Mini Course Info – How We Remember: The Legacy of the Holocaust Today

Thank you for participating in Echoes & Reflections Mini Course How We Remember: The Legacy of the Holocaust Today. We hope you found the experience enriching and useful to your teaching needs. 

To further support your classroom instruction on this thematic approach, you now have access to the plethora of resources referenced throughout the course.  The materials below are listed by the section in which they were introduced in the course. 

We hope you will find these resources helpful in informing your teaching.

Introduction to Echoes & Reflections Pedagogy

In this section, you were introduced to pedagogical principles for effective teaching as well as the first visual history survivor testimony.

“Setting the Stage”: The Potsdam Conference of 1945

To understand the historical legacy of the Holocaust and how it is memorialized today, we must first contextualize the history. We begin with the Potsdam conference, shortly after V E Day in Europe, where Allied leaders met for the first time to discuss how they would reckon with Nazi crimes, seek justice, and rebuild shattered lives and nations across Europe.

Complicity and Responsibility: Who were the Perpetrators?

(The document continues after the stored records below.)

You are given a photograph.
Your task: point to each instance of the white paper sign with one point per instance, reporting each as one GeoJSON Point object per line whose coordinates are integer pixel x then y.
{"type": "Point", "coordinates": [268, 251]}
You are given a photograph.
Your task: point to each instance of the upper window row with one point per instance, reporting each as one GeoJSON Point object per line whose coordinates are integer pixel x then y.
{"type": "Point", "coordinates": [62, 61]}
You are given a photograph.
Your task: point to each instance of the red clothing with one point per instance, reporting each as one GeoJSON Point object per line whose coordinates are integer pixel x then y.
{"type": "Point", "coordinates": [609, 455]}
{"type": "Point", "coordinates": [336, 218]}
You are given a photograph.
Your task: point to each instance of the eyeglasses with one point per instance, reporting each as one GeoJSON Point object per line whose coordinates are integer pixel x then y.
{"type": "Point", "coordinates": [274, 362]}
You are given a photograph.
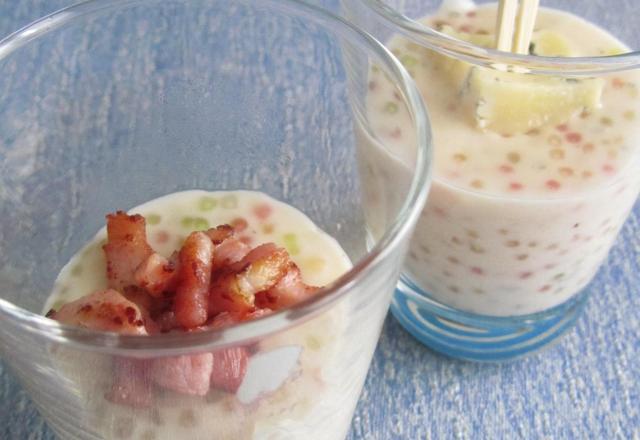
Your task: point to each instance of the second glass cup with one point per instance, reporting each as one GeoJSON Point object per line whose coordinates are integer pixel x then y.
{"type": "Point", "coordinates": [109, 104]}
{"type": "Point", "coordinates": [536, 167]}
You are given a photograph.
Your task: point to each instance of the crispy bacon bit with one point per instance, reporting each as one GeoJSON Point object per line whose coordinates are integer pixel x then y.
{"type": "Point", "coordinates": [287, 292]}
{"type": "Point", "coordinates": [131, 383]}
{"type": "Point", "coordinates": [126, 248]}
{"type": "Point", "coordinates": [190, 302]}
{"type": "Point", "coordinates": [156, 275]}
{"type": "Point", "coordinates": [259, 270]}
{"type": "Point", "coordinates": [105, 310]}
{"type": "Point", "coordinates": [220, 233]}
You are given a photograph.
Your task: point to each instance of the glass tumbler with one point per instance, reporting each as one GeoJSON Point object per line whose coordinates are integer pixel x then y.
{"type": "Point", "coordinates": [535, 169]}
{"type": "Point", "coordinates": [108, 104]}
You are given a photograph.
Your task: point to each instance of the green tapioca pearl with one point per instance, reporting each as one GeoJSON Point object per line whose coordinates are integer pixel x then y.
{"type": "Point", "coordinates": [187, 222]}
{"type": "Point", "coordinates": [229, 202]}
{"type": "Point", "coordinates": [391, 108]}
{"type": "Point", "coordinates": [291, 243]}
{"type": "Point", "coordinates": [207, 203]}
{"type": "Point", "coordinates": [153, 219]}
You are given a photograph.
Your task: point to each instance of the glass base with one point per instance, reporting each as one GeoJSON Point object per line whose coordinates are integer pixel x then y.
{"type": "Point", "coordinates": [480, 338]}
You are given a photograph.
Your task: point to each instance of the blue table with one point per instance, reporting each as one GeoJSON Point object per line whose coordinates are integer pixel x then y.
{"type": "Point", "coordinates": [587, 386]}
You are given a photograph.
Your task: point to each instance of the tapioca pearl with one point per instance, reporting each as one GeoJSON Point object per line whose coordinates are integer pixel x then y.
{"type": "Point", "coordinates": [207, 203]}
{"type": "Point", "coordinates": [290, 241]}
{"type": "Point", "coordinates": [608, 169]}
{"type": "Point", "coordinates": [239, 224]}
{"type": "Point", "coordinates": [566, 171]}
{"type": "Point", "coordinates": [557, 154]}
{"type": "Point", "coordinates": [152, 219]}
{"type": "Point", "coordinates": [554, 140]}
{"type": "Point", "coordinates": [552, 185]}
{"type": "Point", "coordinates": [573, 137]}
{"type": "Point", "coordinates": [524, 275]}
{"type": "Point", "coordinates": [77, 270]}
{"type": "Point", "coordinates": [606, 121]}
{"type": "Point", "coordinates": [229, 202]}
{"type": "Point", "coordinates": [187, 418]}
{"type": "Point", "coordinates": [161, 237]}
{"type": "Point", "coordinates": [453, 260]}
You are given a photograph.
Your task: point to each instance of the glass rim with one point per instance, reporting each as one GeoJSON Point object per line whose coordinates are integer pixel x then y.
{"type": "Point", "coordinates": [482, 56]}
{"type": "Point", "coordinates": [247, 332]}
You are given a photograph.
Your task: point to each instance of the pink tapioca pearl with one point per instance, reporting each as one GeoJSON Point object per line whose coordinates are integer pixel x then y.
{"type": "Point", "coordinates": [504, 168]}
{"type": "Point", "coordinates": [162, 237]}
{"type": "Point", "coordinates": [262, 211]}
{"type": "Point", "coordinates": [552, 184]}
{"type": "Point", "coordinates": [525, 275]}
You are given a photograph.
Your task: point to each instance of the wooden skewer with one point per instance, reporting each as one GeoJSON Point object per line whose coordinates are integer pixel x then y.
{"type": "Point", "coordinates": [524, 26]}
{"type": "Point", "coordinates": [507, 10]}
{"type": "Point", "coordinates": [515, 23]}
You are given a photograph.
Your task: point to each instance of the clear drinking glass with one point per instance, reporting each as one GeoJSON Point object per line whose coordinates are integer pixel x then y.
{"type": "Point", "coordinates": [536, 166]}
{"type": "Point", "coordinates": [109, 104]}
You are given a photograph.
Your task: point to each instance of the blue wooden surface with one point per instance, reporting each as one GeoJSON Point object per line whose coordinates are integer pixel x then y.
{"type": "Point", "coordinates": [587, 386]}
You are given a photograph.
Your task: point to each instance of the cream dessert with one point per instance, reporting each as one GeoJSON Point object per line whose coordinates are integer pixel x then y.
{"type": "Point", "coordinates": [286, 385]}
{"type": "Point", "coordinates": [534, 175]}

The primary actors in the Holocaust were the perpetrators and collaborators, the people across Europe who were active in the destruction of European Jewish life. In this section, we focused on the “average” perpetrators–the individuals, businesses, and nations–as well as their victims.

Who are Bystanders?

Although they were not perpetrators or collaborators, “regular people”–not soldiers, politicians, or administrators–had an important role in the Holocaust. Here we study how the inaction of others can enable and embolden perpetrators to become more brutal and see indifference as tacit approval.

What is “Justice”?

This section explores the definition of “Justice” and the context of achieving justice for the victims of the Holocaust. Here we also ask difficult questions about whether or not justice could be achieved in full and how the Allies attempted to pursue justice through the Nuremberg Trials.

Memories of the Holocaust

Memory informs both historical perspective as well as how society remembers and memorializes major events. As we shift from the Holocaust to the period directly after, we must remember the extreme difficulty for survivors to live with the memory of the Holocaust.

Understanding Trauma and the Human Impact

Trauma is a difficult psychological concept that manifests itself in a variety of ways based on a multitude of factors, but understanding it helps us contextualize the experiences of Holocaust survivors and how they choose to remember and memorialize their experiences. Many survivors chose to process their trauma through artwork.

Holocaust Memorials in Europe and the United States

As we reflect on the differences between “history” and “memory”–but also how each informs study of the other–we focus on the lasting legacy of the Holocaust through memorials, which serve to both teach the history and also honor the legacy and memory of victims.